HW 46 - Research and Writing

Dumbing Us Down by John Talyor Gatto highlights the major problems behind the curriculum of compulsory school that school can never be parallel with education. Instead of learning given materials by the “experts” in a community that deals with participation and engagement, what teachers taught are the “seven lessons” that is behind the curriculum that will shape the students to conform to the social orders and economy for twelve years. Not only have that locked students in an institution as an “involuntary network”, it dehumanizes the students in varies of ways that they will never be fully human from the blockage of access to a real community.

This relates to my topic because Gatto reveals a very typical vision of the truth purpose of schooling. In the first chapter, he described the seven lessons that are being taught to students that is the “only curriculum truly learned” by students. Instead of telling the reader that school’s purpose are getting a good job, or for your future, Gatto went above all to tell the reader that school is really just a mechanical institution that makes people inhumane and to conform in a network, not community. Real education is to find the meaning in learning the materials in a way that make sense to your own life as combining transcendent and immanent. Although Gatto did not really criticize specifically what kind of subjects should be teach in school, he did map out the general issues that he saw from his thirty years of teaching focusing on the curriculum of compulsory schooling. Not only by pointing out the problems of schooling, he opened the readers’ vision to search for an alternative of the situation that is going on at school. He direct the students, parents, and teachers, to realize what they are doing at school might not be simply what they are, is way more complicated than just going to school and learn, or going to school and teach, or sending kids to school for a better future.

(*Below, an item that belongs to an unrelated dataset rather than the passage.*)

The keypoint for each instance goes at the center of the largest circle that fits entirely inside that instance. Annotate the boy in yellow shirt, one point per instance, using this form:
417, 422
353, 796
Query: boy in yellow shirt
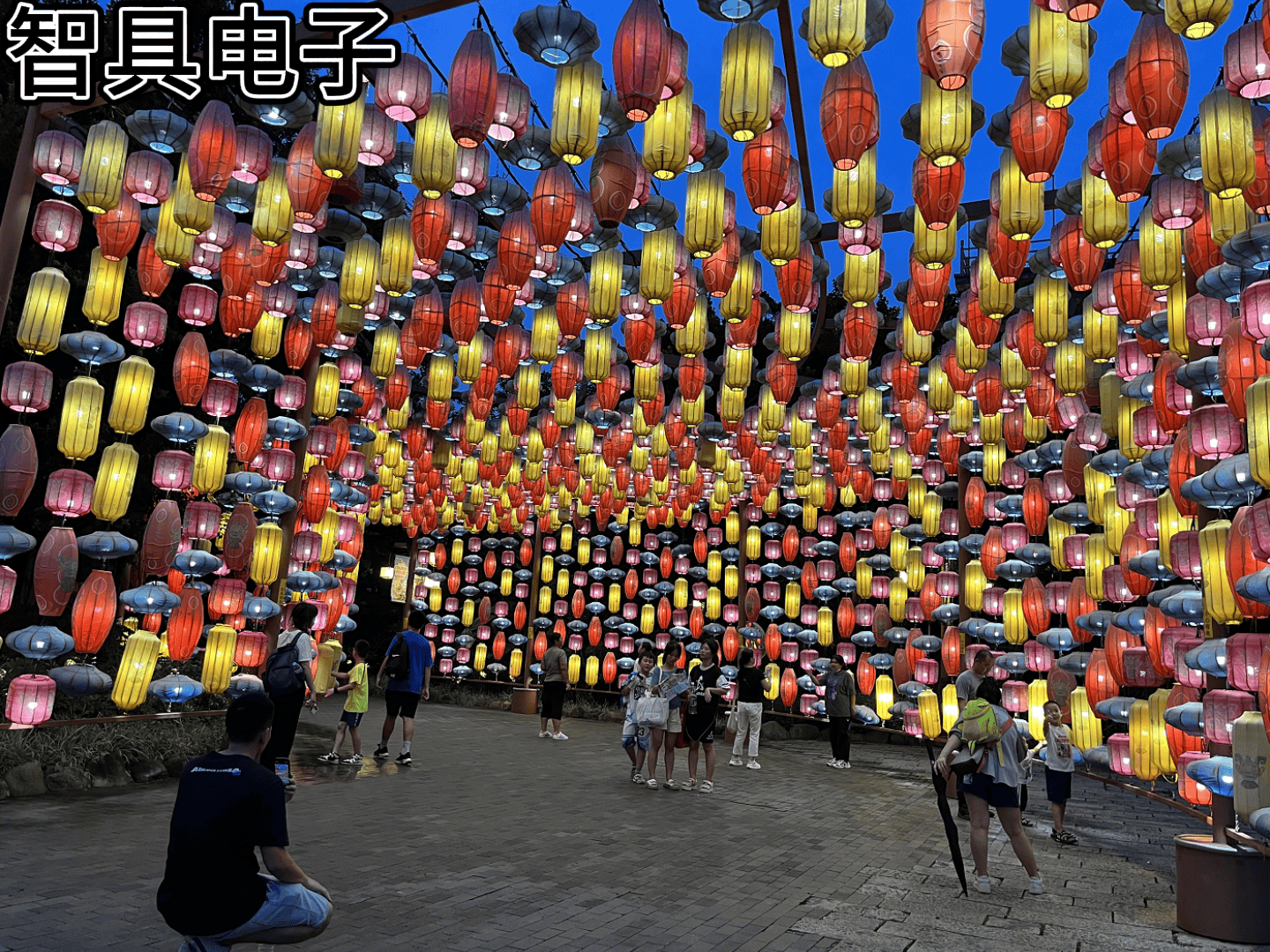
357, 687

  1. Confusion (The natural order of real life is violated by heaping disconnected facts on students.)
  2. Class Position (Children are locked together into categories where the lesson is that “everyone has a proper place in the pyramid.”)
  3. Indifference (Inflexible school regimens deprive children of complete experiences.)
  4. Emotional dependency (Kids are taught to surrender their individuality to a “predestined chain of command.”
  5. Intellectual dependency (One of the biggest lessons schools teach is conformity rather than curiosity.)
  6. Provisional self-esteem (“The lesson of report cards, grades, and tests, is that children should not trust themselves or their parents, but should instead rely on the evaluation of certified officials.”)
  7. One can’t hide (Schooling and homework assignments deny children privacy and free time in which to learn from parents, from exploration, or from community.)

One of Gatto’s ideas in the seven lessons was indifference. “When the bell rings I insist they drop whatever it is we have been doing and proceed quickly to the next work station. They must turn on and off like a light switch….Bells inoculates each undertaking with indifference.” This portrays a typical life experience going to school, is to learn that nothing really matters. While students are enjoying their lessons and just got into the mode of focusing, they have to move on eventually and stop learning. Sure, people say we can come back to it tomorrow. But all these interruption will just ruin the environment to learn. Going to school is mainly to learn and keep our curiosity about the materials being given in relation to meaning of life, but it turned out that all students learn is conformity to the curriculum being given that shaped our habit to lose own individuality. The purpose of school did not only turn out that is to dumb us down, it also awake the ones who try to look for a better purpose to go to school to make an effort on making a difference about the school curriculum.

John Taylor Gatto did not really offer an optimistic purpose for students to go to school by telling the reader that’s what they have been learned (the seven lessons), but he did alert the readers that we shouldn’t just accept what school is doing to us but try to work together to make a difference. As my earlier topic question of searching for a satisfied reason to go to school, I realize that there is no such answer after reading this book, because school itself is corrupted by dumbing us down. “We have abundant evidence that each is readily self-taught in the right setting and time”. Gatto is arguing that each of us have the ability to teach ourselves and by setting ourselves to learn when we are motivated, we can learn way faster than spending more time at school, but less. By saying that, I am not saying that school is not the right setting, but the curriculum is the central impact on school that makes school a bad setting to learn. Students are the majorities that form the institution, therefore I do not believe school itself as a setting matters, but the way or habit we learn shaped by curriculum.

Although I do agree with Gatto's idea of spending too much time at school, I also doubt that by forming such freedom for students will cause them to procrastinate and form the inability to form multi-task. There is a chance that students will never feel like learning or never motivate themselves to learn. But in either way, I realize the main purpose of school is not simply to learn, but pick or modify the curriculum that best fits you in order to benefit yourself out of the most through schooling. Throughout the whole book, John Taylor Gatto did offer lots of the ideas that are true to me based on my own experience at school. But after all, who can determine what is best for every single student? By realizing these purposes of going to school to learn these seven lessons, I come to a conclusion that students should know what is best for themselves. Without the students, school is never an institution. Therefore, students should be responsible for finding their best way to learn other than just accepting what school has shape us into.